This guest post is authored by Mark Bivens. Mark is a Silicon Valley native and former entrepreneur, having started three companies before “turning to the dark side of VC.”
He is a venture capitalist that travels between Paris and Tokyo (aka the RudeVC). He is the Managing Partner of Shizen Capital (formerly known as Tachi.ai Ventures) in Japan. You can read more on his blog at http://rude.vc or follow him @markbivens. The Japanese translation of this article is available here.
For startup founders raising venture funding, securing a commitment from a Lead VC is a critical milestone, arguably the most important, in the fundraising process itself. The Lead VC makes a commitment, they go out on a limb. This reassures other investors to co-invest and thus enables a timely closing. This proves particularly necessary at the earliest stages of a startup, when uncertainty is highest, and when the founder’s vision for their venture appears at its craziest.
In my experience with early-stage venture investing over a variety of geographies (first the U.S., then Europe, now Japan), Japan undoubtedly strikes me as the most demonstrative example of the relevance of this principle. The pool of VC funds in Japan willing to invest at the Pre-seed, Seed, and even Series A stages of a startup is far too inadequate relative to the supply of talented entrepreneurs with ambitious projects in this large market.
Moreover, for the limited group of VC funds who are willing to invest at the early stages, scarcely any will volunteer to lead the deal. “Come back once you’ve found a Lead VC,” is an all-too-common refrain, if it’s not the old standby of, “Come back when you’re ready for the Series A…”
What is a Lead VC ?
In nascent startup ecosystems, sometimes the interpretation of the very definition of a Lead VC can be unclear. Here’s how I define it.
The Lead VC in a fundraising round is the VC fund who makes the first firm commitment to invest in the startup. They express their commitment in writing, and they specify the terms and valuation of their proposed investment.
Once agreement with the founders is reached, the Lead VC structures the fundraising round and establishes the schedule for signing and closing. They also generally perform the bulk of the due diligence effort for the investment transaction. The Lead VC does not necessarily represent the largest check in an investment round, but they inevitably serve to catalyze the fundraising process with the commitment and structure they bring.
Why the trepidation?
It is very tempting for prospective investors in a startup to take a wait-and-see approach. Investors love to collect data to comfort their internal decision-making process. VC operators have a fiduciary duty to their own fund’s investors, so it is their obligation to perform sufficient due diligence on any prospective investment.

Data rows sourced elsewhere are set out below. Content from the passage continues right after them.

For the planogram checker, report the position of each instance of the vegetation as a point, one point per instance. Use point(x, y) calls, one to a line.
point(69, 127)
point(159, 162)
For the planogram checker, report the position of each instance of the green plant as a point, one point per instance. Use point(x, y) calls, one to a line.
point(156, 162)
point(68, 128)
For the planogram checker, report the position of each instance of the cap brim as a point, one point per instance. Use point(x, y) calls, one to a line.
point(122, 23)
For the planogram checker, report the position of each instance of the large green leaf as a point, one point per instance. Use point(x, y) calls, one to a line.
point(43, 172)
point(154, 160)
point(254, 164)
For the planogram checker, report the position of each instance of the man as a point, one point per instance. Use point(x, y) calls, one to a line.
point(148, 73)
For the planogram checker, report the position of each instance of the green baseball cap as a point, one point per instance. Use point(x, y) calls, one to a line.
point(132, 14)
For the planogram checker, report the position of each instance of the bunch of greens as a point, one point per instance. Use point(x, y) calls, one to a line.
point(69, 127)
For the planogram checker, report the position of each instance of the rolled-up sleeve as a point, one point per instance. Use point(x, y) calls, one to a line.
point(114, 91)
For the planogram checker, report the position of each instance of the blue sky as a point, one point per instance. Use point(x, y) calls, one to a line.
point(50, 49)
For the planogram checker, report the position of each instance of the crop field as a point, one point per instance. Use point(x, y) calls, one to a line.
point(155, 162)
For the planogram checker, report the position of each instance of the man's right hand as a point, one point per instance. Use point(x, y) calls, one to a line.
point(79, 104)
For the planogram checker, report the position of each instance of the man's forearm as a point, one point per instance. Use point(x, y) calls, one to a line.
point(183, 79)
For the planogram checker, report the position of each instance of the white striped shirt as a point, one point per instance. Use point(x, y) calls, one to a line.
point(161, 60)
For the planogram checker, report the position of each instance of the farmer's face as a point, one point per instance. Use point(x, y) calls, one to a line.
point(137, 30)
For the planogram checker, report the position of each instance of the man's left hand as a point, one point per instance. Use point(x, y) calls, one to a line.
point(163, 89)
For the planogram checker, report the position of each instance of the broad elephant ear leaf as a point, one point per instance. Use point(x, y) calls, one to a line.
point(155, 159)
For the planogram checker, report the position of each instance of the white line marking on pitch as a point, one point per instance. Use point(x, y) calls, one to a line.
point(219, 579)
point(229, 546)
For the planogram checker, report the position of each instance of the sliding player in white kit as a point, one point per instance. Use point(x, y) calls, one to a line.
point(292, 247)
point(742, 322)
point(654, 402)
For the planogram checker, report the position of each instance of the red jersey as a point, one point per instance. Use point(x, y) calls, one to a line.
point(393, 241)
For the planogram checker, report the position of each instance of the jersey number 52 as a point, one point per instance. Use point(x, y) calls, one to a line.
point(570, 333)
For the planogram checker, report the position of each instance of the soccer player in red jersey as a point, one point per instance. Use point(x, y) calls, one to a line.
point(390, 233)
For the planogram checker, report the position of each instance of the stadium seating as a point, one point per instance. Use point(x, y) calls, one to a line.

Making decisions with incomplete information is inherently uncomfortable. This is especially true in a broader historical environment which was unforgiving of mistakes and stigmatized failures. Becoming comfortable to embrace uncertainty, especially when it involves investing other people’s money, takes time. It is perfectly understandable that new VCs — and CVCs for that matter — often defer investment decisions into early-stage companies until substantial validation comes in.
This produces a pair of diverging goals. The founder aspires to close their fundraising round as quickly as possible so that they can return to their core mission of building the business. The investor, on the other hand, prefers to wait for further validation. Phrases like, “Come back for a future round,” or “Come back once you’ve found a Lead VC,” are classic symptoms of an investor waiting for further validation.
However, our belief is that venture investing is impossible to perform successfully without a conviction to pull the trigger on a deal in the context of incomplete information. Innovation involves uncertainty. Early-stage companies do not have all the answers.
Having said this, there is nothing inherently wrong with VC funds whose strategy is to follow, not lead. Some funds, such as CVCs who invest for corporate synergies, prefer to let independent financial VC funds set the terms and valuation. Other funds simply feel more comfortable acting in a follower role, and have established such an expectation with their fund LPs. Finally, for reasons of limited bandwidth at a given time, some VC funds will lead some deals while serving as a follower in others. Serving as the Lead VC in a transaction requires far more effort than merely joining a syndicate as a follower.
Transparency is the key
Because the Lead / Follower disposition of a VC investor is amorphous, not to mention that it is often further obfuscated with misleading marketing statements, I would submit that one of the best questions a founder can ask an investor in their initial discussions is something like the following:
Does your fund generally serve as Lead VC on new investments, or rather as follower?
Should our conversations about a prospective investment from your fund progress favorably, would you hypothetically serve in the role of Lead VC or prefer to follow?